Thursday, September 18, 2008

Reentry

Washing machines are amazing. No, really. Washing machines may be one of the best inventions of modern society. This is my third time coming back from east or southern Africa and each time I amazed by how effective washing machines are at getting clothes really clean with minimal human labor required. During most of our time in Uganda this summer we paid a local Ugandan woman to wash our clothes. However, towards the end of the summer she went to a different part of the country and I decided to tough it out and wash my clothes myself. I tried various techniques all of which left my clothes remarkably still dirty and still smelly. My increasing desperation to get my clothes clean climaxed in me trying to perfectly simulate the actions of a washing machine. I pre-soaked my clothes in a large bucket of cold water. Then I boiled water on the stove and agitated my clothes with hand washing soap in a bucket of hot to warm water. I rubbed the soap into each garment paying particular attention to any stained or smelly areas (wash cycle). Then I drained the water and wrung out each garment (spin cycle). Then I actually repeated the warm wash cycle again as well as the ringing out of the clothes. Then I rinsed my clothes with warm water and then once again with cold water (ringing the clothes out in between rinses). I hung the clothes on the line and once they dried I was dismayed to find that they were still dirty. The orange hue of Ugandan dirt stubbornly remained and none of the stains had been removed. It seemed like a physical impossibility. I left about ½ of my clothes in Uganda. However, I decided to bring back some of my particular favorites. The day after I came back to the States I put my (still dirty and stained) Ugandan clothes in our washing machine, put in an appropriate about of laundry detergent, pressed start and 40 minutes later my clothes came out vibrantly clean and stain free. It is amazing.

Of course, washing my clothes might be a stupid thing to write a huge paragraph about, however, it does illustrate how insanely easy so many things are here in the United States. It took me all day and probably about 500 Calories to try to get by clothes “less dirty” in Uganda. However, in the States “doing laundry” is something you do on a whim while talking to your mom on the phone and takes very little energy. Just getting water piped into your house is a huge luxury that many of us take for granted here in the States. In Kumi it would take women all morning to pump water from the local well and carry it back to their homes 20 liters at a time for cooking, drinking, washing dishes, bathing, laundry, etc. Reliable electricity? Hot running water? These are privileges reserved for only the wealthiest of the upper class in Uganda. Here they are just expected like people expect the sky to be blue and the grass in their manicured lawns to be green.
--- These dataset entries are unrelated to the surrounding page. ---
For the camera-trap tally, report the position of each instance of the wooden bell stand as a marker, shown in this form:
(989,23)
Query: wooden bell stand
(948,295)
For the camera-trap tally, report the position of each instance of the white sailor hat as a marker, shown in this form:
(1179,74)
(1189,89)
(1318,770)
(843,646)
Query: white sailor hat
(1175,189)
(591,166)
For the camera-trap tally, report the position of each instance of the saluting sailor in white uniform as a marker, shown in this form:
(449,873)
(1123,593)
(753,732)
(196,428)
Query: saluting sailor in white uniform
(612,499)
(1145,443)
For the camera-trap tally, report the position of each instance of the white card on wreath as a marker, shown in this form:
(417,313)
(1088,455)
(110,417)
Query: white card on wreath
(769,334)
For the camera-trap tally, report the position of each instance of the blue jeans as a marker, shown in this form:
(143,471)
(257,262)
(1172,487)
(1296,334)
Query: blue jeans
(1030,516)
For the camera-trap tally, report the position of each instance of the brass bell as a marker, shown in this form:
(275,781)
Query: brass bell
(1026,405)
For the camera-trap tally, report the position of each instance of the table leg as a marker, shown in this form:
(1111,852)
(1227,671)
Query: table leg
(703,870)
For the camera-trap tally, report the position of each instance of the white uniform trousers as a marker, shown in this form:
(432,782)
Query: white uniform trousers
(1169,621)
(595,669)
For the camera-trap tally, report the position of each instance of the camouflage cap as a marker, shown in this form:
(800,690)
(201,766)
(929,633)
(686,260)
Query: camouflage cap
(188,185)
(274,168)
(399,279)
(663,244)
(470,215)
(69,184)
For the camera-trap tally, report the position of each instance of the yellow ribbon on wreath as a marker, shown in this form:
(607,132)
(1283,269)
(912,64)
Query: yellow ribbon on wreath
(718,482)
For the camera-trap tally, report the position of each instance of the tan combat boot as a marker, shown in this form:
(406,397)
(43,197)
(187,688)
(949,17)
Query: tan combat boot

We really do live in a privileged society.

The day after I came back from Uganda I opened internet explorer on my computer and opened a book to read while I waited for the gmail page to load. I only read a sentence or two before I realized that I was back in the land of technology and highspeed internet! Oh, the bliss of typing in a webpage and having it pop up suddenly! Think of how much time you save with the instant, virtually free, communication and access to information through the internet. It is spectacular. However, there are disadvantages that come with our technology and internet information age. When was the last time you just sat down with a stranger and talked to them for 3 hours? In Uganda, I was able to spend a lot of time getting to know people and hearing their stories because technology, electricity, and internet were so inaccessible. When we were in rural Kumi I got to spend a lot of time with a physician and his wife learning about how they met, the courtship and marriage traditions from their ethnic group, what they thought about Ugandan and US politics, how the Catholic Church was run in Uganda and corruption in the Ugandan medical system. These are conversations and information I might not have gleaned if the internet, electricity and other forms of entertainment had been readily available.

I think my re-entry shock hit a high last week when I was at my pediatric infectious preceptorship in Children’s Hospital. I will be doing this preceptorship all of fall quarter and I think it will be very fun and interesting to compare the infectious diseases we deal with here in the States compared to those I saw in Uganda. Anyway, during the first preceptorship session at Children’s, the physician had to do a lumbar puncture on an infant who was only a couple months old. They placed a path of gel on the baby’s back, there was a whole sterile lumbar puncture kit that had been laid out by the staff, there was a little pacifier with sugar water for the baby to suck on during the lumbar puncture, there was a pack of three iodine swabs to sterilize the area, 3 clean collection tubes, various extra (sterile) equipment, a sterile paper sheet to put the baby on and a clean blanket to wrap the baby in after the lumbar puncture was over. It was such a contrast to the lumbar punctures I had witnessed or helped with in Uganda where frequently there weren’t even materials to sterilize the baby’s back, needs of the correct size or collection tubes available for the cerebral spinal fluid. The Children’s lumbar puncture experience made me marvel all day at the resources we have in the US medical system and how it compares to the needs of so much of the rest of the world. How unjust is it that a child treated in Uganda for meningitis is some much more likely to suffer and die than a child born in the States? It isn’t because of anything the child did or any other reason than that the child was born to parents who happened to be poor and happened to be living in a poor country in East Africa which happens to be at a huge economic and medical disadvantage compared to the United States and Europe. It is not fair, but what can be done?